Interestingly, Dr Phillips also advocated for viewing health as multi-dimensional, beyond just physical and mental. She noted that both social and financial health might impact your physical and mental health, leading to a holistic view on health. For example, someone who is struggling financially may find it challenging to move away from cheap fast food to less affordable, healthier options. Therefore, it is necessary to understand the full picture before nudging a policyholder one way or another.

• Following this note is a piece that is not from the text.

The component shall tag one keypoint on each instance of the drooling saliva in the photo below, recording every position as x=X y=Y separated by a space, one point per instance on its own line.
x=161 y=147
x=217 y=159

A global example of this that I have observed is Discovery South Africa, the insurer that is behind the Vitality wellness programs globally. They have recently expanded this physical wellness concept by launching what they call the world’s first behavioural bank, using behavioural economics to motivate and reward you for banking well (i.e. for being financially healthy).

The Insights Session provided some relevant context to the expanding and exciting world of wearables and their use in life insurance. There are opportunities aplenty for using these devices (and the data they generate) to innovate and disrupt, but insurers must tread this minefield with caution. Any decision should be made with the end consumer in mind, wearing the hat “would I be happy if this made its way onto the front page of the newspapers?” (particularly relevant given the strong current conduct focus).